Number of per-source drop counters to expose in statistics output (top-N by drops).

Example
-------

.. code-block:: rsyslog

   # Define a strict rate limit for public facing ports
   ratelimit(name="strict" interval="1" burst="50")

   # Rate-limit only lower-priority journal traffic
   ratelimit(name="journal_lowprio"
             interval="600"
             burst="20000"
             severity="info")

   # Define a watched YAML policy for automatic reload
   ratelimit(name="watched"
             policy="/etc/rsyslog/ratelimit.yaml"
             policyWatch="on"
             policyWatchDebounce="500ms")
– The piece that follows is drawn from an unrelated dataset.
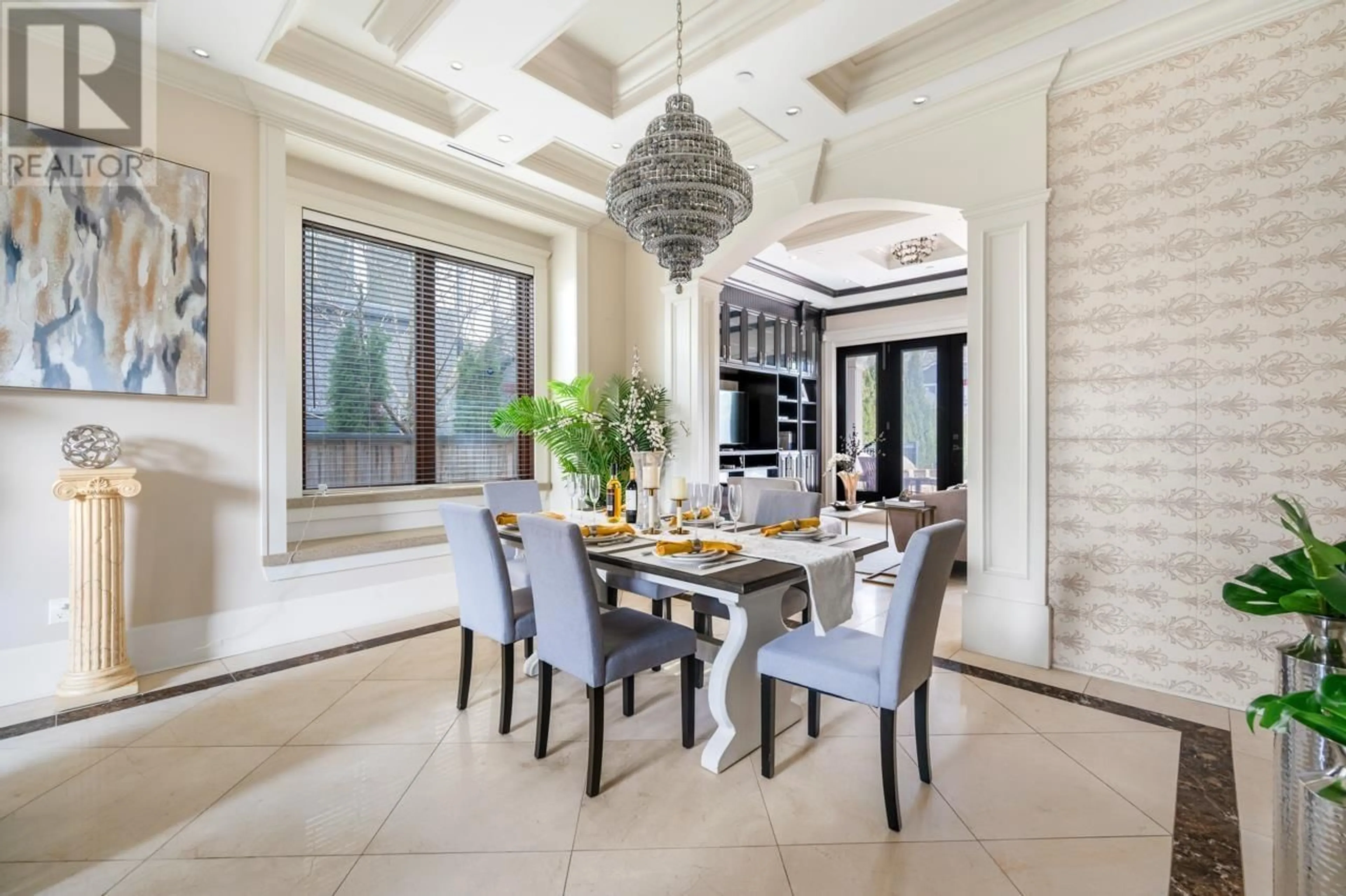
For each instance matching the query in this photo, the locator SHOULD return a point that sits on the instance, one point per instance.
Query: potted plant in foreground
(1318, 866)
(1309, 582)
   # Define per-source policy for TCP inputs
   template(name="PerSourceIP" type="string" string="%fromhost-ip%")
   ratelimit(name="per_source"
             policy="/etc/rsyslog/imtcp-ratelimits.yaml")
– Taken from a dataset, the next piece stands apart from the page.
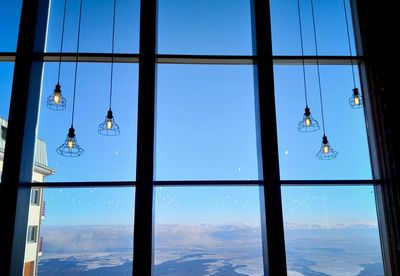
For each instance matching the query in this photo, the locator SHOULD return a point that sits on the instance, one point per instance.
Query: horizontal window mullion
(192, 59)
   # Apply it to a TCP listener
   input(type="imtcp" port="10514" rateLimit.Name="strict")

   # Apply it to a Plain TCP listener
   input(type="imptcp" port="10515" rateLimit.Name="strict")
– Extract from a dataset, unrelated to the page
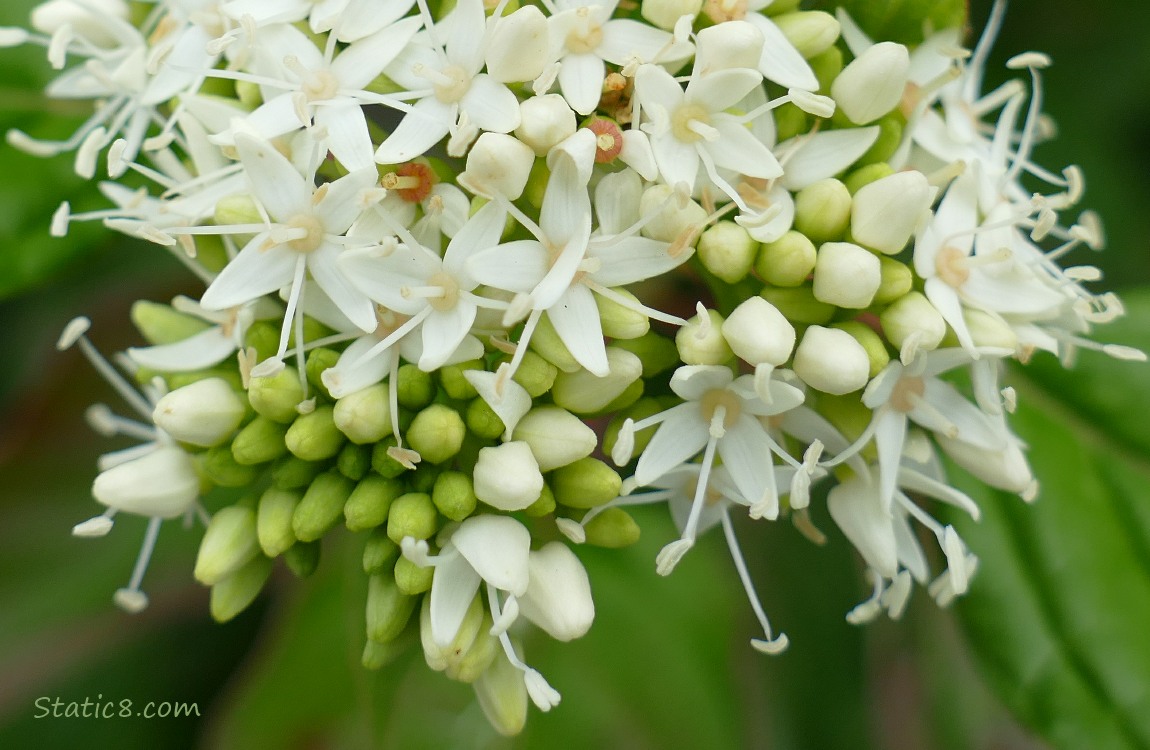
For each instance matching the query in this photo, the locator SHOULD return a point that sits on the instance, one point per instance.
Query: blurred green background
(1049, 648)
   # Apply per-source limits to a TCP listener
   input(type="imtcp" port="10516" rateLimit.Name="per_source")

   # Apply a severity-aware shared policy to the journal reader
   module(load="imjournal" rateLimit.Name="journal_lowprio")

Per-source key examples
-----------------------

The policy file selects the template through ``perSource.keyTemplate``; defining
the template alone is not enough.

.. code-block:: yaml

   # /etc/rsyslog/imtcp-ratelimits-ip.yaml
   interval: 1
   burst: 100
   perSource:
     enabled: true
     keyTemplate: "PerSourceIP"
     default:
       max: 10
       window: 1s

.. code-block:: rsyslog

   # Key by IP address
   template(name="PerSourceIP" type="string" string="%fromhost-ip%")
   ratelimit(name="per_source_ip"
             policy="/etc/rsyslog/imtcp-ratelimits-ip.yaml")
   input(type="imtcp" port="514" rateLimit.Name="per_source_ip")

.. code-block:: yaml

   # /etc/rsyslog/imtcp-ratelimits-host.yaml
   interval: 1
   burst: 100
   perSource:
     enabled: true
     keyTemplate: "PerSourceHost"
     default:
       max: 10
       window: 1s

.. code-block:: rsyslog

   # Key by hostname (default)
   template(name="PerSourceHost" type="string" string="%hostname%")
   ratelimit(name="per_source_host"
             policy="/etc/rsyslog/imtcp-ratelimits-host.yaml")
   input(type="imtcp" port="514" rateLimit.Name="per_source_host")

Input modules only reference the named ratelimit object with
``rateLimit.Name``. Per-source key evaluation and enforcement are handled by the
shared ratelimit object so modules inherit new ratelimit features without
module-specific API calls.

Per-source limit hits use the same discard semantics as global ratelimit hits:
the message is consumed by the ratelimiter and is not counted as successfully
submitted by the input module. Transport callbacks that must acknowledge a
discarded message, such as RELP, handle that acknowledgement in the module after
the ratelimiter has reported the discard.